The Navy is inducting four to five warships every year, in tune with its plan to become a 212 strong warship force by 2027 and has virtually run out of the MRHs to operate from their decks to detect, track and kill enemy submarines. Most of the warships have been operating with a Chetak helicopter instead, for multi-purpose duties, a helicopter that is even older than the limited Sea King helicopters held and is itself awaiting replacement for over a decade.
The critical shortage of helicopters has emerged as the most alarming operational gap in the Navy today.

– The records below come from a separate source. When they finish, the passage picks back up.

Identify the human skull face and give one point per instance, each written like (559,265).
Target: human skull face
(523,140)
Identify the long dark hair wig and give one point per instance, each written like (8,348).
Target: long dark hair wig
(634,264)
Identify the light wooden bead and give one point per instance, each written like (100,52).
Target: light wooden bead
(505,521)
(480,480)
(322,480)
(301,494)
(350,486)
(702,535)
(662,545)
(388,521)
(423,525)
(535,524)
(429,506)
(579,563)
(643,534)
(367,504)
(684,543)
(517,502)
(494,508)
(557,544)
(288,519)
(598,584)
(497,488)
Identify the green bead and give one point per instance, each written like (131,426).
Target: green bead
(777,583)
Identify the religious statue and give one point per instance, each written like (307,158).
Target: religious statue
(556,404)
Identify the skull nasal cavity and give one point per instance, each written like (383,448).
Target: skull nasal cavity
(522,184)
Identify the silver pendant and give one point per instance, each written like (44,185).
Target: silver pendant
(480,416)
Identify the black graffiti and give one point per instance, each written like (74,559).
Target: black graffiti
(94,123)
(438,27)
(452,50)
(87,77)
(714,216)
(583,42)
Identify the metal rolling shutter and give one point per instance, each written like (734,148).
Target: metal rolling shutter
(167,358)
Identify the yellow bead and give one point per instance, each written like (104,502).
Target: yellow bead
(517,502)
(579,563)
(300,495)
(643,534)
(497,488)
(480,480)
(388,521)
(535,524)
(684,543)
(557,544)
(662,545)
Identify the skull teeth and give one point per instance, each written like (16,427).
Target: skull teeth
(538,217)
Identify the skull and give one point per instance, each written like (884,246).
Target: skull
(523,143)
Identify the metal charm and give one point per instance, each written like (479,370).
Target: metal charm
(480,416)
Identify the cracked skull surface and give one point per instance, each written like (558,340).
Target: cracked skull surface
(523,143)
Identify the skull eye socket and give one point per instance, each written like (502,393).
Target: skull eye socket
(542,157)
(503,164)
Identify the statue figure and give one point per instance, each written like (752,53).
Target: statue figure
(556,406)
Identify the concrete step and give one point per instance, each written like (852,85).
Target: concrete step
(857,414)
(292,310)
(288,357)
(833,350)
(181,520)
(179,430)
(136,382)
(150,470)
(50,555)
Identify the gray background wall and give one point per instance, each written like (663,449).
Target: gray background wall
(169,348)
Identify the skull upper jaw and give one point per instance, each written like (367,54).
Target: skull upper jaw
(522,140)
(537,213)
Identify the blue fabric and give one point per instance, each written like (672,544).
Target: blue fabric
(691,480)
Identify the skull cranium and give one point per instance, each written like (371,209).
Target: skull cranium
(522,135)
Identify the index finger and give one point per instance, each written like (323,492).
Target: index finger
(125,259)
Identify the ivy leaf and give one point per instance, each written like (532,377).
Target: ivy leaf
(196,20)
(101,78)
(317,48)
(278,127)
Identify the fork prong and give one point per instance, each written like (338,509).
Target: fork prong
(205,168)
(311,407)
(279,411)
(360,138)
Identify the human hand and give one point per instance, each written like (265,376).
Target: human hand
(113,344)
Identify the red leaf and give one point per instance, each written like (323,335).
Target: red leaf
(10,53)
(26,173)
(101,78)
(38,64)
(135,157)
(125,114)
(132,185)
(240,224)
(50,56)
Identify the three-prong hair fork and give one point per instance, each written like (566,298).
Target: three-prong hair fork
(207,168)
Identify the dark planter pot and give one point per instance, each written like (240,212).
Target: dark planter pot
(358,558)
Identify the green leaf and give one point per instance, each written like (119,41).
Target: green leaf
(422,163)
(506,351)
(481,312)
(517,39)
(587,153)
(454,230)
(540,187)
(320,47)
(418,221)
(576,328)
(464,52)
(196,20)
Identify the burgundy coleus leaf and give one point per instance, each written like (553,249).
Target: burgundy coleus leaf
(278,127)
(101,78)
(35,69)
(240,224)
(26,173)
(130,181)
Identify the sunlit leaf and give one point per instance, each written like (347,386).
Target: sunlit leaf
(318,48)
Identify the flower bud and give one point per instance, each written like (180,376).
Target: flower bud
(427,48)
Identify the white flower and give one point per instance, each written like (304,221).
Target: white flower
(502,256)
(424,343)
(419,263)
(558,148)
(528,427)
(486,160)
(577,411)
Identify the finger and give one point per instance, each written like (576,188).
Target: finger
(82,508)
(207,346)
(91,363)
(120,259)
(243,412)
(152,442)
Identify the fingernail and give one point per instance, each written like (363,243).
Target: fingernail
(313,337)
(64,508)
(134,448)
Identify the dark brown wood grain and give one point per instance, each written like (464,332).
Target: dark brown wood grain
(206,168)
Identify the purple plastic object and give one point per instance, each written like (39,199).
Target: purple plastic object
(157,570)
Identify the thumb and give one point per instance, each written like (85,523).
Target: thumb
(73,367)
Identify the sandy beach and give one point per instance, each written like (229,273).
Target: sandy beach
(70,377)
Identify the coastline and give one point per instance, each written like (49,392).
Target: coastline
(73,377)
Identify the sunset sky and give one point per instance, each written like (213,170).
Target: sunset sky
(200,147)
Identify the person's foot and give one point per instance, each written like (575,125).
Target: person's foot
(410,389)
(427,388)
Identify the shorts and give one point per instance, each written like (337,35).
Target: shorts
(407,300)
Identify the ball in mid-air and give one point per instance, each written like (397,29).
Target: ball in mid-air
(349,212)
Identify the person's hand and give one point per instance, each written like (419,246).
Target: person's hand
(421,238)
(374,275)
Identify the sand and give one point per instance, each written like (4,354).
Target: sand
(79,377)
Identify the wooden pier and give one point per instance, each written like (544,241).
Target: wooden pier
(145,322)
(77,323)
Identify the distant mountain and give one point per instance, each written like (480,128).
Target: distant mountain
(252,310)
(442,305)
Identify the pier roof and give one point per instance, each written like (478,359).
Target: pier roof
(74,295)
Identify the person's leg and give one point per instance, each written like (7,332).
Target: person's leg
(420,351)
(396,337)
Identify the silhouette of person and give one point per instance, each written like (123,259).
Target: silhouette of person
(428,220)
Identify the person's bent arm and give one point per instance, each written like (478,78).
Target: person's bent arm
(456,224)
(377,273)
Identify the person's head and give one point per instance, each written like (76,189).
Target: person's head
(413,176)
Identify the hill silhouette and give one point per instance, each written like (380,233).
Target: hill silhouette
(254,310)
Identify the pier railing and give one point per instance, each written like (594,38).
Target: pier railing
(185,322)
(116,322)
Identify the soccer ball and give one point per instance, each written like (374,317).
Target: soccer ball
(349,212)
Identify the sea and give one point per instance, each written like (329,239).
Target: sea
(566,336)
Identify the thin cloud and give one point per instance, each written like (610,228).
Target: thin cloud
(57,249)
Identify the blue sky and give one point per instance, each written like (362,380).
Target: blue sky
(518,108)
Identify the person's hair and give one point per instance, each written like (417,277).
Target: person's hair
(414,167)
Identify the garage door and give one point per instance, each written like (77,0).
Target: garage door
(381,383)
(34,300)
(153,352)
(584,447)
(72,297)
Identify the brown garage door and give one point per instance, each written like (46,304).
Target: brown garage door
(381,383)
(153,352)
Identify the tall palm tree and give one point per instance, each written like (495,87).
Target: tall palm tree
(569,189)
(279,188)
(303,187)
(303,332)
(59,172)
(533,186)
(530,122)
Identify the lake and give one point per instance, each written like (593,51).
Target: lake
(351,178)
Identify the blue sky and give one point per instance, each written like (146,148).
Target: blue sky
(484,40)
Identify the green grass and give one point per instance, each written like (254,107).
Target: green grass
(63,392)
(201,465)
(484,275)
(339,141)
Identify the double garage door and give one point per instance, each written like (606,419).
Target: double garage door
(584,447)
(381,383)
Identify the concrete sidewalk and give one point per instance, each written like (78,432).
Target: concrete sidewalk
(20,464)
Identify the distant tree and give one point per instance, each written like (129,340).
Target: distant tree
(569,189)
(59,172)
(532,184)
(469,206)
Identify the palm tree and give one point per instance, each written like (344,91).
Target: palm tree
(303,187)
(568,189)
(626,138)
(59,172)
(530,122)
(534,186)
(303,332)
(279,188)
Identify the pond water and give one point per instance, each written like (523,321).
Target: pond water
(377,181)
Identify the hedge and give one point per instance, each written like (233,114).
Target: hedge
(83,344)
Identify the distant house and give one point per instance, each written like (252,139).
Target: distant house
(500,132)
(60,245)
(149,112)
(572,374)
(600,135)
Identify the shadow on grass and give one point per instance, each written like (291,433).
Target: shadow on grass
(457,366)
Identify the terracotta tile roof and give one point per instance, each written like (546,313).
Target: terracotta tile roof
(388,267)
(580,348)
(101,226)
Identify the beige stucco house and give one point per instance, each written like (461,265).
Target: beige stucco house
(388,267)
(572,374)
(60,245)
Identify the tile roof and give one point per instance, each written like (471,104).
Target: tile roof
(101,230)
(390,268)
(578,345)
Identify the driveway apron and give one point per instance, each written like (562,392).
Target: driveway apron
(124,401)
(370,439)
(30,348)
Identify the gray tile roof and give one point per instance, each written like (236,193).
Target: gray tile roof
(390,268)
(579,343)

Given the critical situation, the US approval for the sale of 24 MH-60R Seahawk under the FMS route could not have come a day later – the contract for the same needs to be signed at the earliest. Navy’s requirement is of 123 Naval Multi-Role Helicopters (NMRH) for which a global Request for Information (RFI) was released in August 2017. However, despite the critical operational situation, the NMRH programme has not progressed as fast as the Navy would have liked and currently runs the risk of getting stuck in a bureaucratic quagmire if a clear strategy is not evolved.
Under the circumstances the MH-60R Romeo Seahawk is a suitable NMRH platform. Going in for 24 of these next-generation submarine hunter and anti-surface warfare helicopters is an excellent plan. It would be practical to pursue additional induction of theses helicopters under the Strategic Partnership Model of the Defence Procurement Procedures.